Maybe qbittorrent just doesn't scale well? I feel like I'm on the
exceedingly-high end of the spectrum with usage of a torrent program,
but I don't know what everyone else is doing.
Re: Limiting amount of memory a program can use. [ In reply to ]
--"Fascism begins the moment a ruling class, fearing the people may use their political democracy to gain economic democracy, begins to destroy political democracy in order to retain its power of exploitation and special privilege." Tommy Douglas




Aug 29, 2022, 10:07 by matt@connell.tech:

> How many torrents are you seeding, for a point of comparison?
>
> I use deluge (headless) on my home server, seeding anywhere from 500-
> 1000 individual torrents, representing ~5TB of total data, and the
> process is cruising along at just over 1GB of memory used.
>
> Maybe qbittorrent just doesn't scale well? I feel like I'm on the
> exceedingly-high end of the spectrum with usage of a torrent program,
> but I don't know what everyone else is doing.
>
Faster hard drives/striped raid array would help.  Also check out the "Advanced" section of the preferences in Qbit.  You can control memory use somewhat from there and definitely turn off multiple connections from the same host.
Re: Limiting amount of memory a program can use. [ In reply to ]
Matt Connell wrote:
> How many torrents are you seeding, for a point of comparison?
>
> I use deluge (headless) on my home server, seeding anywhere from 500-
> 1000 individual torrents, representing ~5TB of total data, and the
> process is cruising along at just over 1GB of memory used.
>
> Maybe qbittorrent just doesn't scale well?
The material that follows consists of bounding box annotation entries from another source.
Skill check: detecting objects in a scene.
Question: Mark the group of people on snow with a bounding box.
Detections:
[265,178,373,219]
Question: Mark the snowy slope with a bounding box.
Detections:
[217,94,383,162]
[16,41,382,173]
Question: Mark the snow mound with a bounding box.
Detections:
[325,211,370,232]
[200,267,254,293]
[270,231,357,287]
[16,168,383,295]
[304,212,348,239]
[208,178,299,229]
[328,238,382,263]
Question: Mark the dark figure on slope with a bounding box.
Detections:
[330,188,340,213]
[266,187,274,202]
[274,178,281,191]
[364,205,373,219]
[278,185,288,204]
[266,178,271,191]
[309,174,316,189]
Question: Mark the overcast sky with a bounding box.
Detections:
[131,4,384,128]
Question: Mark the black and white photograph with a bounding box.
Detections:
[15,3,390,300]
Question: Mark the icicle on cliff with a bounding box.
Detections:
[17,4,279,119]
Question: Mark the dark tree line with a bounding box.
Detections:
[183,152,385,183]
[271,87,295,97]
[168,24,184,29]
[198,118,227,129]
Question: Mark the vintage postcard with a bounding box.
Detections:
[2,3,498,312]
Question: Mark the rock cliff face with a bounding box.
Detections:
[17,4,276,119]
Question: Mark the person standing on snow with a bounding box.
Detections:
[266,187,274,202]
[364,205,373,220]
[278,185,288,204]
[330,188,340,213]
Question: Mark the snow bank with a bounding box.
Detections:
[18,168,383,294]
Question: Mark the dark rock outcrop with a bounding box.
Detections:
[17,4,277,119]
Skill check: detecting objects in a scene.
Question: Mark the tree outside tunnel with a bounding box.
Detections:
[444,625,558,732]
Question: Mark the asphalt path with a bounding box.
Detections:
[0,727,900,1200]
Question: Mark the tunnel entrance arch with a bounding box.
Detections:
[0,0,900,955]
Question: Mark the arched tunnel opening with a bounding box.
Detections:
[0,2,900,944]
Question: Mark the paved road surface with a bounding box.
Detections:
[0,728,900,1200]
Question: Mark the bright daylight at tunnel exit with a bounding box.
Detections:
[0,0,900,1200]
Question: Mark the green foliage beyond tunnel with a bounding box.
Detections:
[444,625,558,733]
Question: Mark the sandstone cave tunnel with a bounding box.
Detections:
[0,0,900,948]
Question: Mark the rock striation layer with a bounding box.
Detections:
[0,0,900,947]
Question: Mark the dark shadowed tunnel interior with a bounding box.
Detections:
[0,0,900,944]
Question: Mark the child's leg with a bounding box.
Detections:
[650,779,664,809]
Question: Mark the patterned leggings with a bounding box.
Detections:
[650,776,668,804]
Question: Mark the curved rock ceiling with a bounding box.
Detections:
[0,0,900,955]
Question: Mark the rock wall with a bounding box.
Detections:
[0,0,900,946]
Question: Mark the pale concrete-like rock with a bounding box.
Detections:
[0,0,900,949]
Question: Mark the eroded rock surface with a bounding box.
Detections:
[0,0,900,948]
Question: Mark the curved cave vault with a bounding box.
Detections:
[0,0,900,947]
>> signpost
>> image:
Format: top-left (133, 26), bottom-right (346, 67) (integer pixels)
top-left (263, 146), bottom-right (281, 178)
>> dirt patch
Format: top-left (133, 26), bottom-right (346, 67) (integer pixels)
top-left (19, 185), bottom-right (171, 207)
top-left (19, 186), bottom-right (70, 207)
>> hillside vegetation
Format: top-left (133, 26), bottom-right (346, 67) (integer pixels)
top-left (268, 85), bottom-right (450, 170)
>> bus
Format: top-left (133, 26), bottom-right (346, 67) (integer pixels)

I feel like I'm on the
> exceedingly-high end of the spectrum with usage of a torrent program,
> but I don't know what everyone else is doing.
>
>


At one point, I had about 400 or so total, some downloading, some
finished and uploading while some were doing both.  I may have to switch
to something else before it is over.  I may even put it on a different
machine or use something else to put my videos on the TV, HTPC thingy.
Since I've found things that were hard to find elsewhere, I want to
return the favor.  So, I'd really like to hold onto those that are hard
to find. 

After I removed some of the inactive ones, it is a lot better.  I also
limited the upload speed which helped a lot.  According to atop, when
uploading at higher speeds, the reads were really putting a load on that
set of drives.  Does deluge have a GUI option?  Of course, if I put it
on another machine, I may go headless for it.  That's one reason I'm
asking.  Options.

And as soon as I think it is better, it slows down again and I find this
from top:


27672 dale 20 0 410.7g 4.3g 4.1g S 2.2 13.6 158:26.37
/usr/bin/qbittorrent


It's not nearly as bad as it was when I started this thread but still,
that's a lot of memory.

Dale

:-)  :-) 
Re: Limiting amount of memory a program can use. [ In reply to ]
On Mon, 2022-08-29 at 16:11 -0500, Dale wrote:
> Does deluge have a GUI option?  Of course, if I put it
> on another machine, I may go headless for it.  That's one reason I'm
> asking.  Options.

Yes, deluge has a GUI by default. I just build it with USE="-gtk -
libnotify -sound webinterface" and then access it by
http://<serverip>:port from a desktop PC instead.

If you want more details about my setup I'm happy to provide.

Also, for the record, all of my torrent data is on a *USB external hard
disk* which is about the slowest possible workable solution, but it
still performs adequately for my needs.